あなたが死後事務を委任しても、残念ながらトラブルが発生することもあります。
家族の手間を省くために契約を結んでも、トラブルが起こっては意味がないです。
なぜトラブルが発生するかというと、2つの理由が考えられます
- あなたは亡くなっている
- 家族の考えが違う
トラブルの理由が分かっていれば、防ぐことも可能なので参考にしてください。
1.あなたは亡くなっている
死後の事務なので契約の効力が発生したときには、あなたはすでに亡くなっています。
そのため、契約についてあなたに尋ねることはできません。
受任者(頼まれた人)以外の第3者が契約に対して疑問を持っても、あなたの口から説明を聞くことは不可能です。
ですので、トラブルになりやすいのです。
「本当に契約があったのか」や「契約内容は合っているのか」等が、トラブルの原因として挙げられます。
1‐1.口頭ではなく書面で作成
死後時委任契約は口頭でも契約は成立します。
けれども、トラブルを防ぐという意味でも、書面で契約書を作成しましょう。
万全を期すなら費用は発生しますが、公正証書での作成をお勧めします。
専門家に依頼する場合は、公正証書での作成でしか受けないはずです。
1‐2.親族等に知らせておく
親族に死後事務委任契約のことを知らせておくことも重要です。
なぜなら、あなたが亡くなったことを知った親族は、死後事務をするつもりで来るからです。

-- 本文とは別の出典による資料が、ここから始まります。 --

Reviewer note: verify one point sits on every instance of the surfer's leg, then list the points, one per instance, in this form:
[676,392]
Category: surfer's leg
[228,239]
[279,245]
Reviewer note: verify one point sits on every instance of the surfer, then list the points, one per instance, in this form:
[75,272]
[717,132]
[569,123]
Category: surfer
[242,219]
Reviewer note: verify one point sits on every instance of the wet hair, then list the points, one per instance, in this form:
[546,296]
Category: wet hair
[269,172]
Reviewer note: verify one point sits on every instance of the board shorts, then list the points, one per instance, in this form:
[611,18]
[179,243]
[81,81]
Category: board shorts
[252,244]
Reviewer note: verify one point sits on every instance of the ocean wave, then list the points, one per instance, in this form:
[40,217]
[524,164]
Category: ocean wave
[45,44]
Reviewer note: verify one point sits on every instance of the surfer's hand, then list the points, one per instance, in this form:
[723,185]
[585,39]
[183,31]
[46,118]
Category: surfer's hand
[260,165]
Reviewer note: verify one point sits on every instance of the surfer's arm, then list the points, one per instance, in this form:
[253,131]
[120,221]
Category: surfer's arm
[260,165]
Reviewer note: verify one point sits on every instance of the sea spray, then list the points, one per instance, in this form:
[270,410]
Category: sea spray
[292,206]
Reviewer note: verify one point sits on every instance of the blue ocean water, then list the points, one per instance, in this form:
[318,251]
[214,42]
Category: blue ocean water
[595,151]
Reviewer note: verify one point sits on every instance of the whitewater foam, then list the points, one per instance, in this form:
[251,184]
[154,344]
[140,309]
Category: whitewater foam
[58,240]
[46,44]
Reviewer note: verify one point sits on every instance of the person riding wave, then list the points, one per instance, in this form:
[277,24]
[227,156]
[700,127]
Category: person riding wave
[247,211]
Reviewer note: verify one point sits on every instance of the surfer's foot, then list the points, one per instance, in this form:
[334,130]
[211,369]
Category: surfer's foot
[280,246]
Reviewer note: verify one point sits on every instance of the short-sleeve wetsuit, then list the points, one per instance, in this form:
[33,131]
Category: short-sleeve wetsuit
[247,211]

親族等に知らせておかなければ、別々の葬儀会社に頼む可能性もあります。
トラブルを防ぐためにも、死後事務委任契約について知らせておいてください。
2.家族の考えが違う
生前に自分の死後事務を頼んでおくことは、家族の手間を省くという利点もあります。
しかしながら、あなたの考えと家族の考えが、一致している保障はないです。
考えの違いがトラブルを招くこともあります。
- 金銭の価値は人それぞれ
- 遺骨の行方
- 感情論が1番揉める
2‐1.金銭の価値は人それぞれ
死後事務委任契約を第3者と結ぶ場合、必要な対価(報酬)が発生します。
あなたは納得して契約を結んでいると思いますが、相続人が報酬の金額に納得するかは別問題です。
なぜなら、死後事務委任契約を結んでいなければ、報酬分も相続財産となるからです。
たとえば、50万円を報酬として死後事務委任契約を結んでいるとします。
相続人の立場からすると、相続財産が50万円減額される契約です。
金銭面での考え方の違いはトラブルになりやすいです。
2‐2.遺骨の行方
近年、遺骨を海や山に散骨することを希望している人が増えています。
ただし、相続人の中には遺骨は家族のお墓に入るのが、当たり前だという考え方の人もいます。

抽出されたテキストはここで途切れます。